The maximum of weighted scores test can be applied using different weights. When we are comfortable making assumption about the direction of the interaction effect, we can apply one-sided weights, which leads to a slightly more powerful test than the maximum of likelihood ratios test; when we do not want to make any assumption, we can apply two-sided weights, which is almost as powerful as the maximum of likelihood ratios test, but has a higher computational cost.

The change point model with interaction we focus on essentially treats the change point variable as a binary variable. Such a model is useful when the scientific thought process calls for studying a dichotomized version of a continuous covariate, but there is little evidence to suggest the location of the cutoff.
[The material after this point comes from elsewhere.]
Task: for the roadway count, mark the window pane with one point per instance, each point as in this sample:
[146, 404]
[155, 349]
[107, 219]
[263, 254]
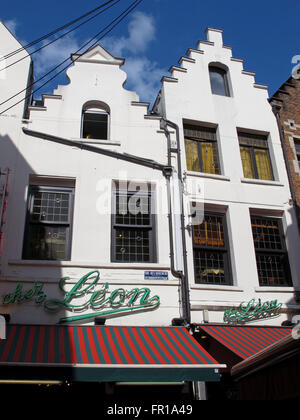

Besides this model, there are many other types of change point models with interaction. A common variant allows differing linear effects before and after the change point [10]. The testing approach based on $L{R}_{\text{max}}^{MC}$ that we have developed is also applicable there. Another useful model allows the threshold parameter to depend on a binary covariate, e.g.

$$\text{logit}\{\text{Pr}(Y=1)\}=\alpha +{\gamma }^{T}Z+({\beta }_1+{\beta }_{2}G)\times I(X>e+G\delta ),$$

where G is a binary covariate encoded as a 0/1 variable. Testing β₁ = β₂ = 0 can in principle be carried out using $L{R}_{\text{max}}^{MC}$, but other hypothesis testing problems, such as δ = 0 or β₂ = 0, are different in nature, and deserve further study.

In many biomedical studies, two-phase sampling [21, 22, 23] is used to improve design efficiency. For example, in the study of HIV-1 vaccine immune responses that might confer protection, many immune biomarkers are too expensive to measure for all study subjects [1]. A subset of study subjects is typically chosen by dividing the cohort into strata and sampling without replacement within each stratum. Often one stratum corresponds to the cases and other strata are formed using select phase I covariates. It is important to develop change point model testing methods suitable for two-phase sampling. Inverse probability weighting (IPW) is an oft-used approach to handle differing sampling probabilities and the tests we have developed can be extended in a straightforward fashion through IPW. A common criticism of IPW is lack of power, and studies of testing methods based on maximum likelihood treatment [24] are warranted.